Messerstiche waren Notwehr

In Eisenstadt wurde ein 19-Jähriger freigesprochen: Er hatte im Streit auf seinen gleichaltrigen Ex-Mitbewohner eingestochen.

Prozess – Zum zweiten Mal mussten drei junge Männer am Mittwoch auf der Anklagebank im Landesgericht Eisenstadt Platz nehmen. Im Streit um zwei demolierte Türen und ein Handy soll ein 19-jähriger Lehrling im Juli des Vorjahres in Mattersburg zum Messer gegriffen und auf seinen gleichaltrigen Ex-Mitbewohner eingestochen haben.

Bei einem Treffen am 9. Juli 2011 habe ihn der 19-Jährige auf sein Handy angesprochen. Daraufhin soll ihm sein Ex-Mitbewohner einen Stoß gegen die Nase verpasst haben, schilderte der Lehrling, der seit dem Zwist aus Angst ein Küchenmesser bei sich trug.

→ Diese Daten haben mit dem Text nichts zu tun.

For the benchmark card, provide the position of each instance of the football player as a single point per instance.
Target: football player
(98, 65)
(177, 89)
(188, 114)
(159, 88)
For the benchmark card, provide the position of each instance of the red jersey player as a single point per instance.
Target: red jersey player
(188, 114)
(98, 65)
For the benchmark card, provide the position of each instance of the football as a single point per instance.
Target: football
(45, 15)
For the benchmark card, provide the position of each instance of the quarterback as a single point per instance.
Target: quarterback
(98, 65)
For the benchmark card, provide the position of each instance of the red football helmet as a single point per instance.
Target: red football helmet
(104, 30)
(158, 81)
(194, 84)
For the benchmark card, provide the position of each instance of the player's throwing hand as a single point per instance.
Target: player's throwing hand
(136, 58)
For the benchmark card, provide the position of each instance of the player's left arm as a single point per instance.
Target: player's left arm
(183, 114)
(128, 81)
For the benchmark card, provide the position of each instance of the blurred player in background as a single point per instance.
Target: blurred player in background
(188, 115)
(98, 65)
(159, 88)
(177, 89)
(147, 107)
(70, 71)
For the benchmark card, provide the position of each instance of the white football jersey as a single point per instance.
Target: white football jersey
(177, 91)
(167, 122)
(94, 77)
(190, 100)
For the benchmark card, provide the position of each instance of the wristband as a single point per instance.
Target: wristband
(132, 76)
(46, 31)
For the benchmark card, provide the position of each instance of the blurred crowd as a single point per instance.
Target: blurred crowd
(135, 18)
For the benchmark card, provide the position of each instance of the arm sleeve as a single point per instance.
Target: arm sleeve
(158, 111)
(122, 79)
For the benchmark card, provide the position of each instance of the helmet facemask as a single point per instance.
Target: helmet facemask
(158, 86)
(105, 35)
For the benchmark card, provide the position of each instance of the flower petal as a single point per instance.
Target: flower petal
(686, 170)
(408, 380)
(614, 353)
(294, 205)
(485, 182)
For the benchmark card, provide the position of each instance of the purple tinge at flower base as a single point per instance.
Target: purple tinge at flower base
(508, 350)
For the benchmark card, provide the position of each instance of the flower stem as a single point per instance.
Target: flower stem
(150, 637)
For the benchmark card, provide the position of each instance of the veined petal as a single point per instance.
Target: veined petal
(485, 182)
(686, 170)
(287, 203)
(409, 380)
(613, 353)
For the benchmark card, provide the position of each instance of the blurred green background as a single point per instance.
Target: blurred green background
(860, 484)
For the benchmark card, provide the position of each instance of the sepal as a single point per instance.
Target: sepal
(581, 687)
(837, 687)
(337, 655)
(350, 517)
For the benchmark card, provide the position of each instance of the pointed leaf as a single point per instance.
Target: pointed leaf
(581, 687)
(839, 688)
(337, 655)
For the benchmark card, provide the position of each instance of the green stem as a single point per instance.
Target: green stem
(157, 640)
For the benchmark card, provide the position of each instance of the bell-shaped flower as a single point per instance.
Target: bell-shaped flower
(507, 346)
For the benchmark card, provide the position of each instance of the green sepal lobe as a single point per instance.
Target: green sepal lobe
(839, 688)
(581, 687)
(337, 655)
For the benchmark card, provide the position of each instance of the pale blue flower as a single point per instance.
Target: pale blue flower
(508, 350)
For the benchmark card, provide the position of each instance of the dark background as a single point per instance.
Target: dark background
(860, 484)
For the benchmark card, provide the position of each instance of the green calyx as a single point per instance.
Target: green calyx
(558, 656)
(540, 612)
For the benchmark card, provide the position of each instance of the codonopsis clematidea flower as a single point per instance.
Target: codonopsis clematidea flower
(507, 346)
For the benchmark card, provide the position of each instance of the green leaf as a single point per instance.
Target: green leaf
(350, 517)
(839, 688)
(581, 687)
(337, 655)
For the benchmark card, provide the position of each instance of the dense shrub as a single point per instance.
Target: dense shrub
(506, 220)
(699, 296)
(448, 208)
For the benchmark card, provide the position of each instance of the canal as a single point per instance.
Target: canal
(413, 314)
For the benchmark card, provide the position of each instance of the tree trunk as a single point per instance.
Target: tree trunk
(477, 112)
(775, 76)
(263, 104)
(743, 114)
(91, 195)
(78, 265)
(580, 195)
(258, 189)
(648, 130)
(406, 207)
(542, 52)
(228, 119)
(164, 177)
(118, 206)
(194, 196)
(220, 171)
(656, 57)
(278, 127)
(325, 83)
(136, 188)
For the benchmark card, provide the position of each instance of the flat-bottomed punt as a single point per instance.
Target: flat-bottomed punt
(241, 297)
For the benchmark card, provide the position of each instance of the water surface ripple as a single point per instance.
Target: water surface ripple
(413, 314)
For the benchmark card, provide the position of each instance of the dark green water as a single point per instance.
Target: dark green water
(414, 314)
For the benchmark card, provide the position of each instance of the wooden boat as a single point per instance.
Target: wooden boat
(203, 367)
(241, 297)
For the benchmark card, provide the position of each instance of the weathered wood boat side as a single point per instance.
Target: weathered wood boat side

„Er hat sich auf mich draufgestürzt und mich geschlagen", berichtete der Lehrling. Weil er keine Chance gehabt habe, habe er das Messer gezogen und zwei Mal „leicht" zugestochen. Da sei der Cousin des 19-Jährigen dazugekommen und habe ihm „Tritte ins Gesicht verpasst", berichtete der Lehrling: „Ich habe gedacht, die bringen mich um." Dann habe er seinem Kontrahenten einen letzten Stich versetzt. Der Lehrling flüchtete und wurde tags darauf von der Polizei geschnappt.

Der Lehrling wurde freigesprochen, „da es nach Ansicht des Gerichts doch Notwehr war", so die Richterin. Sein Kontrahent erhielt eine Geldstrafe . Dessen 20-jähriger Cousin wurde zu fünf Monaten bedingter Haft und zu einer Geldstrafe verurteilt – nicht rechtskräftig.